Il dolore cronico inoltre è modulato da un complesso mix di fattori biologici, psicologici e sociali. A livello molecolare, centinaia di geni si esprimono in modo differenziato in condizioni di dolore cronico [7, 8, 9, 10].
Comprendere il dolore cronico è ulteriormente complicato dal suo sviluppo nel tempo da stato di dolore acuto a cronico con reclutamento tempo-dipendente di meccanismi e percorsi che mediano questa transizione [11, 12]. Una migliore comprensione della disregolazione genica patologica dal dolore acuto a quello cronico è disperatamente necessaria per prevenire lo sviluppo di dolore prolungato e intrattabile [13].
I meccanismi epigenetici consentono la regolazione genica reversibile senza modifica delle sequenze di DNA. La metilazione del DNA è un regolatore epigenetico dell’espressione genica in cui un gruppo metilico viene aggiunto ai nucleotidi del DNA della citosina [13]. Quando la metilazione si verifica nelle regioni del promotore genico, il gene viene tipicamente represso attraverso l’impedimento del legame del fattore di trascrizione, il reclutamento delle proteine di legame al metile e il rimodellamento della cromatina, prevenendo infine la trascrizione mediata dall’RNA polimerasi [14].
La metilazione del DNA è un meccanismo stabile ma malleabile per regolare l’espressione genica.
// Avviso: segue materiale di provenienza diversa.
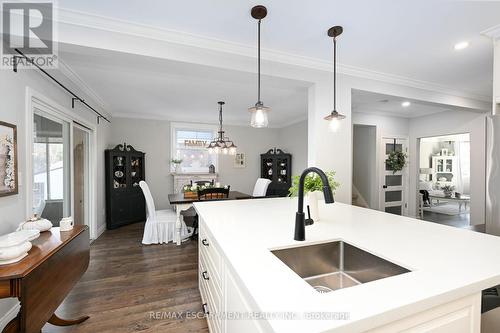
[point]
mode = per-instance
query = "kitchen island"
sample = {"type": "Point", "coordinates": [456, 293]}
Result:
{"type": "Point", "coordinates": [246, 288]}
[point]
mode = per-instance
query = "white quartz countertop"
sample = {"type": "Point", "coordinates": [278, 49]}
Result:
{"type": "Point", "coordinates": [446, 263]}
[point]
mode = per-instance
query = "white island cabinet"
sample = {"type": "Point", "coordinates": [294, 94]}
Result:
{"type": "Point", "coordinates": [245, 288]}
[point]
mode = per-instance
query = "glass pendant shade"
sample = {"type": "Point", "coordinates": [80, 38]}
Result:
{"type": "Point", "coordinates": [334, 117]}
{"type": "Point", "coordinates": [259, 117]}
{"type": "Point", "coordinates": [221, 144]}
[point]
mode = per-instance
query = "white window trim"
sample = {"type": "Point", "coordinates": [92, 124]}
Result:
{"type": "Point", "coordinates": [49, 106]}
{"type": "Point", "coordinates": [190, 126]}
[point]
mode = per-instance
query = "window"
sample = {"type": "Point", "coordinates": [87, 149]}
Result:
{"type": "Point", "coordinates": [189, 142]}
{"type": "Point", "coordinates": [51, 167]}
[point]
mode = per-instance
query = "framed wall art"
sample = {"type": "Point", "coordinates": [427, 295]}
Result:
{"type": "Point", "coordinates": [240, 160]}
{"type": "Point", "coordinates": [8, 159]}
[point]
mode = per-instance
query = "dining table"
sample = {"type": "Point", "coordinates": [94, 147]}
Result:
{"type": "Point", "coordinates": [181, 203]}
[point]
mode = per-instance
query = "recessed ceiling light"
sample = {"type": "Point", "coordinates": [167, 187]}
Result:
{"type": "Point", "coordinates": [461, 45]}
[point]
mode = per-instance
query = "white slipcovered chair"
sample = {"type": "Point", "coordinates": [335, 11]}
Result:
{"type": "Point", "coordinates": [160, 224]}
{"type": "Point", "coordinates": [260, 188]}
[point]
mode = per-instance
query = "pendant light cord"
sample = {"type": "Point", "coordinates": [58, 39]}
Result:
{"type": "Point", "coordinates": [220, 124]}
{"type": "Point", "coordinates": [335, 73]}
{"type": "Point", "coordinates": [258, 63]}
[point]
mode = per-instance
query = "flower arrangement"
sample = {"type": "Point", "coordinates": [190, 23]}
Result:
{"type": "Point", "coordinates": [448, 190]}
{"type": "Point", "coordinates": [312, 183]}
{"type": "Point", "coordinates": [9, 180]}
{"type": "Point", "coordinates": [396, 161]}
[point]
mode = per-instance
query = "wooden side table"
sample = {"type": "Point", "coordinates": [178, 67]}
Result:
{"type": "Point", "coordinates": [43, 279]}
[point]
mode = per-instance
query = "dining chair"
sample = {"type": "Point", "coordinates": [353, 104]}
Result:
{"type": "Point", "coordinates": [213, 193]}
{"type": "Point", "coordinates": [260, 188]}
{"type": "Point", "coordinates": [204, 182]}
{"type": "Point", "coordinates": [160, 224]}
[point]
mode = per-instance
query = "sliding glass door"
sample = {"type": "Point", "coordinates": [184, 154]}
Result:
{"type": "Point", "coordinates": [81, 174]}
{"type": "Point", "coordinates": [51, 167]}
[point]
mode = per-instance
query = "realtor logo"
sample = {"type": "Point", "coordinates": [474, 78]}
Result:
{"type": "Point", "coordinates": [28, 27]}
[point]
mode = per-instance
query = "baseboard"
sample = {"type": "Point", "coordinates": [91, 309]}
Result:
{"type": "Point", "coordinates": [9, 315]}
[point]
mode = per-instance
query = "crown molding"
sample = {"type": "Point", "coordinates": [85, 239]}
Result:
{"type": "Point", "coordinates": [493, 32]}
{"type": "Point", "coordinates": [98, 22]}
{"type": "Point", "coordinates": [149, 116]}
{"type": "Point", "coordinates": [71, 75]}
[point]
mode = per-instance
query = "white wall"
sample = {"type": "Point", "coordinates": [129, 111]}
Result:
{"type": "Point", "coordinates": [153, 138]}
{"type": "Point", "coordinates": [365, 163]}
{"type": "Point", "coordinates": [12, 110]}
{"type": "Point", "coordinates": [455, 122]}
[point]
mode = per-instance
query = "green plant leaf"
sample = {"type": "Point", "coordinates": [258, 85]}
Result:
{"type": "Point", "coordinates": [312, 183]}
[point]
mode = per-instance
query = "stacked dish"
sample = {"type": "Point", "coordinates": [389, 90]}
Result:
{"type": "Point", "coordinates": [15, 246]}
{"type": "Point", "coordinates": [35, 224]}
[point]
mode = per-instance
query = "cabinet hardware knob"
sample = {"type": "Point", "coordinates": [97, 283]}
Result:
{"type": "Point", "coordinates": [205, 309]}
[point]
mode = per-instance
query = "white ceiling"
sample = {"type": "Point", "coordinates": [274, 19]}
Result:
{"type": "Point", "coordinates": [413, 39]}
{"type": "Point", "coordinates": [385, 105]}
{"type": "Point", "coordinates": [138, 86]}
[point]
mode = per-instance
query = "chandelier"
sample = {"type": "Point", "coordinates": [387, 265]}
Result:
{"type": "Point", "coordinates": [221, 144]}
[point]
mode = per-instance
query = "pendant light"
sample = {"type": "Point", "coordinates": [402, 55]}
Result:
{"type": "Point", "coordinates": [221, 144]}
{"type": "Point", "coordinates": [334, 117]}
{"type": "Point", "coordinates": [259, 111]}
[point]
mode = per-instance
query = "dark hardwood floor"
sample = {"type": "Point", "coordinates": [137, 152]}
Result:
{"type": "Point", "coordinates": [129, 287]}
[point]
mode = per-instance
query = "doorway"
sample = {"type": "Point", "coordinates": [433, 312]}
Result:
{"type": "Point", "coordinates": [445, 179]}
{"type": "Point", "coordinates": [364, 176]}
{"type": "Point", "coordinates": [81, 174]}
{"type": "Point", "coordinates": [60, 159]}
{"type": "Point", "coordinates": [51, 167]}
{"type": "Point", "coordinates": [395, 183]}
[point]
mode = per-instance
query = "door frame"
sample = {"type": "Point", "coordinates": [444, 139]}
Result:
{"type": "Point", "coordinates": [88, 203]}
{"type": "Point", "coordinates": [34, 98]}
{"type": "Point", "coordinates": [405, 172]}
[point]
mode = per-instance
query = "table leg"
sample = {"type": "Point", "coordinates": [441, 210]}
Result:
{"type": "Point", "coordinates": [178, 225]}
{"type": "Point", "coordinates": [55, 320]}
{"type": "Point", "coordinates": [178, 222]}
{"type": "Point", "coordinates": [13, 326]}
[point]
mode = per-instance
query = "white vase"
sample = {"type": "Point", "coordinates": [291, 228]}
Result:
{"type": "Point", "coordinates": [312, 202]}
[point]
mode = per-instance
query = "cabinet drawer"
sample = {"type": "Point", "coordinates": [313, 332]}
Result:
{"type": "Point", "coordinates": [209, 249]}
{"type": "Point", "coordinates": [211, 301]}
{"type": "Point", "coordinates": [211, 281]}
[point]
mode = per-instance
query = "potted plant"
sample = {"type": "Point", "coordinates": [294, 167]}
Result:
{"type": "Point", "coordinates": [448, 190]}
{"type": "Point", "coordinates": [313, 190]}
{"type": "Point", "coordinates": [177, 165]}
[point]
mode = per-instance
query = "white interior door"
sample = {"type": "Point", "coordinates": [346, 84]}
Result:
{"type": "Point", "coordinates": [81, 174]}
{"type": "Point", "coordinates": [51, 161]}
{"type": "Point", "coordinates": [394, 188]}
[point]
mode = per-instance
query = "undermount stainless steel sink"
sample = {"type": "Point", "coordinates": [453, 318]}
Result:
{"type": "Point", "coordinates": [336, 265]}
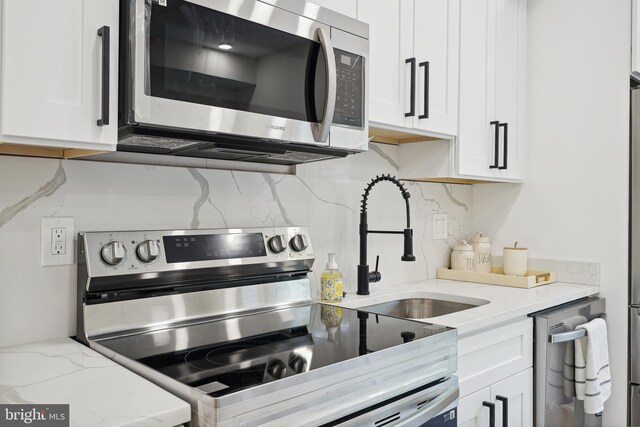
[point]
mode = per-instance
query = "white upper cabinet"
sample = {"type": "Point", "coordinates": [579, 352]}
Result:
{"type": "Point", "coordinates": [414, 63]}
{"type": "Point", "coordinates": [390, 47]}
{"type": "Point", "coordinates": [54, 58]}
{"type": "Point", "coordinates": [491, 139]}
{"type": "Point", "coordinates": [346, 7]}
{"type": "Point", "coordinates": [435, 46]}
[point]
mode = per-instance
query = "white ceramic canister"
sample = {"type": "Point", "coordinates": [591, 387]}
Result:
{"type": "Point", "coordinates": [462, 257]}
{"type": "Point", "coordinates": [482, 251]}
{"type": "Point", "coordinates": [515, 261]}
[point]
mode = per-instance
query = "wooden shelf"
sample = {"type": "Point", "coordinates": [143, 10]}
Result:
{"type": "Point", "coordinates": [50, 152]}
{"type": "Point", "coordinates": [389, 136]}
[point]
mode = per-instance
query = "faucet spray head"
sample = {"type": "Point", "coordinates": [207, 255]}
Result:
{"type": "Point", "coordinates": [408, 246]}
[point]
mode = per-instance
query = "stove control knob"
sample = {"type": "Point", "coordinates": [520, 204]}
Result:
{"type": "Point", "coordinates": [277, 244]}
{"type": "Point", "coordinates": [148, 251]}
{"type": "Point", "coordinates": [297, 363]}
{"type": "Point", "coordinates": [276, 368]}
{"type": "Point", "coordinates": [113, 253]}
{"type": "Point", "coordinates": [298, 242]}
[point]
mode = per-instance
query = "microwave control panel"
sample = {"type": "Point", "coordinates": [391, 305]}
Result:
{"type": "Point", "coordinates": [350, 92]}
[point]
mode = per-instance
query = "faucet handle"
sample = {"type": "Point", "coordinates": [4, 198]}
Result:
{"type": "Point", "coordinates": [375, 276]}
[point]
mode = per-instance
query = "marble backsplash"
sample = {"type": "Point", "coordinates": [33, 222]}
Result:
{"type": "Point", "coordinates": [40, 302]}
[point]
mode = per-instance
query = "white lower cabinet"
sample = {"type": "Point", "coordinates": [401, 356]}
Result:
{"type": "Point", "coordinates": [471, 412]}
{"type": "Point", "coordinates": [511, 398]}
{"type": "Point", "coordinates": [495, 370]}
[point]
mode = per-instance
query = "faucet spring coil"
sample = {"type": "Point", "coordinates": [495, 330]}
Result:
{"type": "Point", "coordinates": [377, 179]}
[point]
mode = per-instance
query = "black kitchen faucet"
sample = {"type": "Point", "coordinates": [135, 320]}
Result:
{"type": "Point", "coordinates": [364, 276]}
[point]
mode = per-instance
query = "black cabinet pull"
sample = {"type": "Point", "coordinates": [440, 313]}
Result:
{"type": "Point", "coordinates": [505, 410]}
{"type": "Point", "coordinates": [105, 33]}
{"type": "Point", "coordinates": [425, 64]}
{"type": "Point", "coordinates": [412, 108]}
{"type": "Point", "coordinates": [492, 412]}
{"type": "Point", "coordinates": [506, 144]}
{"type": "Point", "coordinates": [497, 145]}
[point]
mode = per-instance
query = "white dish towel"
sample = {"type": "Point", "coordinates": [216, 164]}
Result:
{"type": "Point", "coordinates": [593, 377]}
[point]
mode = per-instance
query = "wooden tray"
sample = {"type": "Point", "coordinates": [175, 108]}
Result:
{"type": "Point", "coordinates": [497, 277]}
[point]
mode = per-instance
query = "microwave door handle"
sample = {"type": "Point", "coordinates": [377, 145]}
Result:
{"type": "Point", "coordinates": [321, 130]}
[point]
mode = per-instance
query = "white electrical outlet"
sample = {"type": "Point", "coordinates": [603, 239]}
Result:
{"type": "Point", "coordinates": [439, 227]}
{"type": "Point", "coordinates": [57, 241]}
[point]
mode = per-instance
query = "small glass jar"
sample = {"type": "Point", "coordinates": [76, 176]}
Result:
{"type": "Point", "coordinates": [462, 257]}
{"type": "Point", "coordinates": [482, 251]}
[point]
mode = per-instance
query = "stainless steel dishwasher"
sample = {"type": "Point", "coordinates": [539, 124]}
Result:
{"type": "Point", "coordinates": [554, 397]}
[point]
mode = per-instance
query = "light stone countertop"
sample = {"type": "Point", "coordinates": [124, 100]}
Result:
{"type": "Point", "coordinates": [99, 391]}
{"type": "Point", "coordinates": [505, 303]}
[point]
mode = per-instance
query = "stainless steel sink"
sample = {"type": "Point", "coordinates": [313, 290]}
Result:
{"type": "Point", "coordinates": [419, 308]}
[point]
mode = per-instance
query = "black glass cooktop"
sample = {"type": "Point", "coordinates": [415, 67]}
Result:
{"type": "Point", "coordinates": [225, 356]}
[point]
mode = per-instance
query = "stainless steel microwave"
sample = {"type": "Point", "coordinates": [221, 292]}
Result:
{"type": "Point", "coordinates": [272, 81]}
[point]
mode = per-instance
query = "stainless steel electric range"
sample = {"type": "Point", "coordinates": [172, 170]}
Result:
{"type": "Point", "coordinates": [224, 319]}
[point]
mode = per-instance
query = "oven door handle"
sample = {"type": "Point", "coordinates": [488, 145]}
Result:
{"type": "Point", "coordinates": [321, 130]}
{"type": "Point", "coordinates": [432, 409]}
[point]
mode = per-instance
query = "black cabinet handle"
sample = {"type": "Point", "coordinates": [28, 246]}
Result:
{"type": "Point", "coordinates": [425, 64]}
{"type": "Point", "coordinates": [492, 412]}
{"type": "Point", "coordinates": [497, 145]}
{"type": "Point", "coordinates": [105, 33]}
{"type": "Point", "coordinates": [506, 144]}
{"type": "Point", "coordinates": [412, 108]}
{"type": "Point", "coordinates": [505, 410]}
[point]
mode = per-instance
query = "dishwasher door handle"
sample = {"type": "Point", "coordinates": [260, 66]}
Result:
{"type": "Point", "coordinates": [567, 336]}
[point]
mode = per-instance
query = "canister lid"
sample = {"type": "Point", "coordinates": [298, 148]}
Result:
{"type": "Point", "coordinates": [463, 246]}
{"type": "Point", "coordinates": [480, 238]}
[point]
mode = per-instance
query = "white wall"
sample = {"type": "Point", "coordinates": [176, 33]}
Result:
{"type": "Point", "coordinates": [38, 303]}
{"type": "Point", "coordinates": [573, 204]}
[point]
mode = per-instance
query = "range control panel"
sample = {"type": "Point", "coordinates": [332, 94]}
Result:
{"type": "Point", "coordinates": [126, 252]}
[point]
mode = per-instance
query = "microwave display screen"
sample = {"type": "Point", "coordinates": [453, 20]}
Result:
{"type": "Point", "coordinates": [350, 94]}
{"type": "Point", "coordinates": [208, 247]}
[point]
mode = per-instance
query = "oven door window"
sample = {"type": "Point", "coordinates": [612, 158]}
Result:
{"type": "Point", "coordinates": [202, 56]}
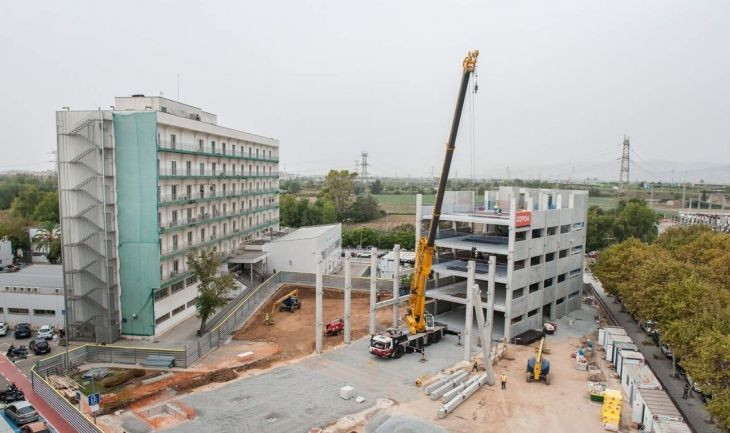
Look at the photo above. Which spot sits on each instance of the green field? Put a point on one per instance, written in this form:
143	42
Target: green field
401	203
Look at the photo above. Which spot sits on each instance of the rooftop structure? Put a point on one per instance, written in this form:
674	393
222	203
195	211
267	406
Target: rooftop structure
142	186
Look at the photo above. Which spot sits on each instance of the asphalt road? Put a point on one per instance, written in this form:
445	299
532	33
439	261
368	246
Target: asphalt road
696	416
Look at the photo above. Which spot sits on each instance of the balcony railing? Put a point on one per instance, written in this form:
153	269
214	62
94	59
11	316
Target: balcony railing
208	151
206	218
166	199
218	173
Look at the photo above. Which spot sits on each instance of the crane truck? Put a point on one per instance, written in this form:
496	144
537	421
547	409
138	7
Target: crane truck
421	328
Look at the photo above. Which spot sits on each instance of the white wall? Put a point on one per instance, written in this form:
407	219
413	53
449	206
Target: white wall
33	302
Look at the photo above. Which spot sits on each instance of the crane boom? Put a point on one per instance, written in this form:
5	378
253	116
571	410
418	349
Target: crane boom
415	317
È sensibile all’ambiente, con i profili di metilazione che cambiano in risposta alla dipendenza, allo stress specie in giovane età e alle malattie neurodegenerative [15, 16].
Il dolore cronico è anche associato a cambiamenti nella metilazione del DNA in entrambi i modelli umani e animali attraverso molti tessuti tra cui la corteccia prefrontale (PFC), i gangli della radice dorsale e il midollo spinale [17, 18]. La metilazione della regione promotore del DNA su specifici geni può essere collegata al grado di ipersensibilità meccanica [10] e il trattamento cronico con donatore di metile S-adenosilmetionina ha aumentato la metilazione globale del DNA nel PFC e ha attenuato l’ipersensibilità meccanica [19].
Tra le strutture coinvolte nel dolore cronico, la corteccia prefrontale (PFC) è cruciale come integratore di informazioni sensoriali ascendenti, risposte cognitive ed emotive e controllo inibitorio discendente [20, 21, 22]. Nei pazienti umani e nei soggetti animali, il dolore a lungo termine provoca una riorganizzazione funzionale e anatomica persistente della PFC [23, 24], con pazienti che mostrano più attivazione PFC rispetto ai controlli sani [25, 26].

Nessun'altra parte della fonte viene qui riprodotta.